Following the sale of the stake, Vincom Retail, which is responsible for seven assets valued at $1.1 billion, will be managed jointly by Warburg Pincus and Vingroup.
The “vast majority” of this investment is structured as an equity investment, according to Warburg managing director Joseph Gagnon, and comes from the firm’s Fund 11 private equity fund, which closed on $11.2 billion last week. Although the vehicle closed recently, Warburg has been investing from that fund for over a year now.
As part of the deal Warburg will receive board seats on both Vingroup and Vincom Retail. The firm has also promised to commit up to $25 million to the company’s future capital raising efforts, and has the additional option of committing another $100 million to the Vincom Retail platform for expansion, according to the statement.
Warburg’s investment marks Vingroup’s second successful capital raising effort from international investors following a $300 million convertible bond issuance in 2012. The company’s goal is to use the capital to help it add another 20 shopping malls across Vietnam in the next four years to five years, particularly in Tier II cities.
“Our retail business is our most mature [business] by far… but with Warburg Pincus as our partner, we want to take it to the next level,” said Thi Thu Thuy Le, Vingroup’s chief executive.
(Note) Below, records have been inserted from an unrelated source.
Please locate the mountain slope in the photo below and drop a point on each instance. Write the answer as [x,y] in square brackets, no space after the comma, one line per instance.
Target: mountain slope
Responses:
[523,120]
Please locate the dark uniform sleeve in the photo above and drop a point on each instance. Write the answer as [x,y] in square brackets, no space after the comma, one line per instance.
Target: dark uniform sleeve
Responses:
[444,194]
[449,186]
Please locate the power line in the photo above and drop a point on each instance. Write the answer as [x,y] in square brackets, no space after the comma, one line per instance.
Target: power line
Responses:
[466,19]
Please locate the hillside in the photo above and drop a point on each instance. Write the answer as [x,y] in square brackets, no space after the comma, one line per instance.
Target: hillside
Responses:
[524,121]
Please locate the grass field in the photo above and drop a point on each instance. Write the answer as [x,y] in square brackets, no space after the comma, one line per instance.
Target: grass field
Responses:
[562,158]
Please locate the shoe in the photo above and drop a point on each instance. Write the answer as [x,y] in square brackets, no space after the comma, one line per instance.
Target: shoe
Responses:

Two malls just four to five kilometers from the city center of Hanoi are scheduled to open before the end of the year, she added.
Warburg was keen to invest in Vingroup because of the way it performed during the last down cycle, Gagnon added. When the global financial crisis started, the company’s retail revenue totaled $10 million; now, after four years of recession, that has multiplied to $200 million, according to Le. “It outperformed the market by multitudes,” Gagnon said.
Although Warburg’s investment will be limited by the life of its private equity fund, Gagnon hopes the partnership will last much longer than the planned four to five years with additional investment opportunities.
“We hope this will not be just a one-time investment – we hope this will be just the first of many,” Le added.